2.3. Aerobic Exercise Activates AKT/SEC24D Signaling Pathway in APP/PS1 Mouse Brain to Promote Nuclear Translocation of SERBP2

Since the transport of pSREBP2 from the endoplasmic reticulum to the Golgi apparatus requires the assistance of SCAP [28], we examined the content of SCAP protein in the brains of mice (Figure 3A) but found that there was no significant difference in the content of SCAP protein in the brains of mice between the groups. pSREBP2/SCAP complex transfer from the endoplasmic reticulum to the Golgi requires the assistance of COPII vesicles [12], and SEC24D, the main component of COPII vesicles, is regulated by AKT [19]. First, we examined the activation of AKT in the mouse brain. As shown in Figure 3B, two-way ANOVA showed that genotype (F(1,20) = 6.206, p = 0.0216) and aerobic exercise (F(1,20) = 19.72, p = 0.0003), but not the interaction (F(1,20) = 3.929, p = 0.0614), exerted main effects on the activation of AKT in the brains of the mice, and post-hoc analyses showed that the p-AKT/AKT ratio was significantly decreased in the ADC group of mice compared with the WTC group mice (p < 0.01); moreover, aerobic exercise significantly increased the p-AKT/AKT ratio in the brains of mice in the ADE group compared with mice in the ADC group (p < 0.001). This result indicated that aerobic exercise effectively improved AKT inhibition in the brains of AD mice. We next examined the protein content of SEC24D in the mouse brain. As shown in Figure 3C, a two-way ANOVA showed that aerobic exercise (F(1,20) = 6.206, p = 0.0216) and interaction (F(1,20) = 19.72, p = 0.0003), but not genotype (F(1,20) = 3.929, p = 0.0614), exerted main effects on the content of SEC24D in the mouse brain. Simple effect analysis showed that SEC24D protein content in the brains of mice in the ADC group was significantly lower (p < 0.05) compared with the WTC group; moreover, aerobic exercise significantly increased SEC24D protein content in the brains of mice in the ADE group compared with the ADC group (p < 0.001).
The translocation of pSREBP2/SCAP from the Golgi apparatus to the nucleus requires sequential cleavage mediated by S1P and S2P proteases, leading to the release of mature SREBP2. Consequently, we conducted an investigation into the protein levels of S1P and S2P in the mouse brain, and the findings revealed no significant differences in the expression of S1P and S2P proteins between the groups (Figure 3D,E). The above results indicate that the enhanced nuclear translocation of SREBP2 in the brains of APP/PS1 mice, facilitated by aerobic exercise, primarily arises from the activation of AKT within the brain as a consequence of aerobic exercise. Subsequently, this activation leads to an elevation in SEC24D, a significant component of COP II vesicles, ultimately resulting in the translocation of the pSREBP2/SCAP complex from the endoplasmic reticulum to the Golgi apparatus.
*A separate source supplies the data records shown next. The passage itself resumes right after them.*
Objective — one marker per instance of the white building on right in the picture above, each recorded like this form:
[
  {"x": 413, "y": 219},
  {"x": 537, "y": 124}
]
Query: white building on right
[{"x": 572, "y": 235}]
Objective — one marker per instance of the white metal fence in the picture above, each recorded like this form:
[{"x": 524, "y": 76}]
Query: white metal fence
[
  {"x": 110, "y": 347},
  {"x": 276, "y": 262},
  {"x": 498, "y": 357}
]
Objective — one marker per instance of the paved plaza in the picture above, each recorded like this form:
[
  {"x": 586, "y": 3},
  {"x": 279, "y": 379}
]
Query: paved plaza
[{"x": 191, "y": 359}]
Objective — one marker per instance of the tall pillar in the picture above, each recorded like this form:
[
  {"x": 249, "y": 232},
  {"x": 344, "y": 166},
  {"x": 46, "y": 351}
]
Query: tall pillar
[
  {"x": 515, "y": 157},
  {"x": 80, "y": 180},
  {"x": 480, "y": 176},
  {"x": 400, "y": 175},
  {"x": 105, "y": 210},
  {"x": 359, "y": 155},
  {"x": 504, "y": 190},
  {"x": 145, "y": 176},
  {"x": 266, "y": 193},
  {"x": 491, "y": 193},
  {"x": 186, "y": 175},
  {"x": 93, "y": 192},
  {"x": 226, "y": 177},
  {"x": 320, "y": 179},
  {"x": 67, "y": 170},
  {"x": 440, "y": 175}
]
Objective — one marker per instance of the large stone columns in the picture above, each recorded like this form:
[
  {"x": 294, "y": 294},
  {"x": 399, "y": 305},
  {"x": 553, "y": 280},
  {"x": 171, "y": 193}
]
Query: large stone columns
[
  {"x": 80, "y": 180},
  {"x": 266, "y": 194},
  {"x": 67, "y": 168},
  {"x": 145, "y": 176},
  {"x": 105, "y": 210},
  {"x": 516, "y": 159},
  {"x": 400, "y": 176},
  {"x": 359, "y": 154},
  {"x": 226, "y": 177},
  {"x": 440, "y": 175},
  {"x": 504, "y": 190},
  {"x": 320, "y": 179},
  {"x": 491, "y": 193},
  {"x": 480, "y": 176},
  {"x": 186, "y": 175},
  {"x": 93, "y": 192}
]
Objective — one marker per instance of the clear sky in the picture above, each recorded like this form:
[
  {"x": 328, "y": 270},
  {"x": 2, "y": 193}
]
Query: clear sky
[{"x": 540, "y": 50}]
2.4. Aerobic Exercise Promotes the Expression of Cholesterol-Synthesis-Related Proteases in the Brain of APP/PS1 Mice

Prior investigations have provided evidence indicating a diminished capacity for cholesterol synthesis in the brains of individuals diagnosed with AD [29], and that levels of the key proteases 3-hydroxy-3-methylglutaryl-CoA reductase (HMGCR) and 3beta-hydroxysterol-delta24 reductase (DHCR24), which mediate cholesterol synthesis, are reduced [30,31]. We first examined the gene expression of HMGCR in the mouse brain. As shown in Figure 4A, a two-way ANOVA showed that genotype (F(1,20) = 8.524, p = 0.0085) and aerobic exercise (F(1,20) = 7.568, p = 0.0123), but not the interaction (F(1,20) = 2.646, p = 0.1195), exerted main effects on the expression of the HMGCR gene in the mouse brain. Post-hoc analysis showed that HMGCR gene expression in the brains of mice in the ADC group was significantly decreased compared with mice in the WTC group (p < 0.01); moreover, aerobic exercise significantly increased HMGCR gene expression in the brains of mice in the ADE group compared with mice in the ADC group (p < 0.01). Secondly, we examined the protein expression of HMGCR and DHCR24 in the mouse brain. As shown in Figure 4B, a two-way ANOVA showed that genotype (F(1,20) = 9.050, p = 0.0069) and interaction (F(1,20) = 4.660, p = 0.0432), but not aerobic exercise (F(1,20) = 1.419, p = 0.2475), exerted the main effects on the HMGCR protein content in the mouse brain. Simple effect analysis showed that the HMGCR protein content in the brains of mice in the ADC group was significantly decreased compared with mice in the WTC group (p < 0.01); aerobic exercise significantly increased the HMGCR protein content in the brains of mice in the ADE group compared with mice in the ADC group (p < 0.05). As shown in Figure 4C, a two-way ANOVA showed that only genotype had a main effect (F(1,20) = 17.85, p = 0.0004). Simple effect analysis showed that DHCR24 protein content in the brains of mice in the ADC group was significantly lower compared with that in the WTC group (p < 0.001), and aerobic exercise significantly increased DHCR24 protein content in the brains of mice in the ADE group compared with that in the ADC group (p < 0.05). The above results indicated that aerobic platform running exercise contributed to the recovery of impaired cholesterol synthesis ability in the brains of AD mice.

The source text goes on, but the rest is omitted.